Speaking on Saturday at a rally in South Carolina, Mr Trump recalled how as president he told a Nato country that he would “encourage” Russia to do as it wishes in cases of Nato allies who are “delinquent.”
“You didn't pay? You're delinquent?”’ he recounted saying. “'No I would not protect you. In fact, I would encourage them to do whatever the hell they want. You gotta pay. You gotta pay your bills."'
Reacting to his comments, Nato Secretary-General Jens Stoltenberg said the 31 allies remained committed to defending each other.
"Nato remains ready and able to defend all allies. Any attack on Nato will be met with a united and forceful response,” he said.
“Any suggestion that allies will not defend each other undermines all of our security, including that of the US, and puts American and European soldiers at increased risk.”
Mr Stoltenberg added that he expects that, “regardless of who wins the presidential election, the US will remain a strong and committed Nato ally.”

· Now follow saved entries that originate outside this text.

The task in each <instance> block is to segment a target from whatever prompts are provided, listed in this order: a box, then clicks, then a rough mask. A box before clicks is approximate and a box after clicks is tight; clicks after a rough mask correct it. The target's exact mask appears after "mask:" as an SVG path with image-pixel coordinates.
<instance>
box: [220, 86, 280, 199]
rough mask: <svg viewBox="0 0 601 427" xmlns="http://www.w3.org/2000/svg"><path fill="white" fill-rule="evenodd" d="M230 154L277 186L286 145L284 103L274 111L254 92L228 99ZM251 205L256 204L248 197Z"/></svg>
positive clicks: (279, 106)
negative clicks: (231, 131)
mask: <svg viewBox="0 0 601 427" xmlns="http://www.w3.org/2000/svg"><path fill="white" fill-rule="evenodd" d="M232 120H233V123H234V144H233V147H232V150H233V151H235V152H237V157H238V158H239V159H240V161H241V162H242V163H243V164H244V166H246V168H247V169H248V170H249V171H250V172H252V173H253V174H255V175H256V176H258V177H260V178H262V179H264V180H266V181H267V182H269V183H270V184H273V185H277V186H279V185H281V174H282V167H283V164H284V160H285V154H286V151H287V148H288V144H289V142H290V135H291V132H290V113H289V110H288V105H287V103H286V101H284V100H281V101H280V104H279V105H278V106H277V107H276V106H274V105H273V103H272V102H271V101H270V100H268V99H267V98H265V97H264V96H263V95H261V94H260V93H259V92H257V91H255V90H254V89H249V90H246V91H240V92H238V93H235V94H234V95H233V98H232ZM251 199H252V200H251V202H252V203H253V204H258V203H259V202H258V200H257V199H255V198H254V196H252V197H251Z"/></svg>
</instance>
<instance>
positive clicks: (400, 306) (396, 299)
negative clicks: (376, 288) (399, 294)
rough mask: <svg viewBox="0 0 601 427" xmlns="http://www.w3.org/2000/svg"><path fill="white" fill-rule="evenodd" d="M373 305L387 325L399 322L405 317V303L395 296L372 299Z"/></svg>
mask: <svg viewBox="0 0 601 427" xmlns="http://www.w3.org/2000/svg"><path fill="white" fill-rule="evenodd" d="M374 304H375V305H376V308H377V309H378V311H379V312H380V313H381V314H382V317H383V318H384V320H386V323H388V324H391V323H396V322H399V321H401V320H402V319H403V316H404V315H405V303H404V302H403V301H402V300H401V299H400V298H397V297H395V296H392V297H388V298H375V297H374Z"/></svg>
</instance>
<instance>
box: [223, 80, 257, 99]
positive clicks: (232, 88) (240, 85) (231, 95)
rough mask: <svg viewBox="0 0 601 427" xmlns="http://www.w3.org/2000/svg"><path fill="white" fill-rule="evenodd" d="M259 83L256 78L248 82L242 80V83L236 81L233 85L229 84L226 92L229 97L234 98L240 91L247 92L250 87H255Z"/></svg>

Mr Trump’s remarks will concern Nato countries in Europe threatened by Russian aggression, including Poland and Latvia.
During his presidency, Mr Trump threatened to not to come to the aid of any country under attack that he considered to not be spending enough on defence.
Under Nato’s mutual defence clause, called Article 5, all allies commit help of any member who comes under attack.
The White House described Mr Trump’s comments as “appalling and unhinged”.
“Encouraging invasions of our closest allies by murderous regimes endangers American national security, global stability and our economy at home," White House spokesperson Andrew Bates said in a statement on Saturday night.
"Rather than calling for wars and promoting deranged chaos, President Biden will continue to bolster American leadership and stand up for our national security interests - not against them."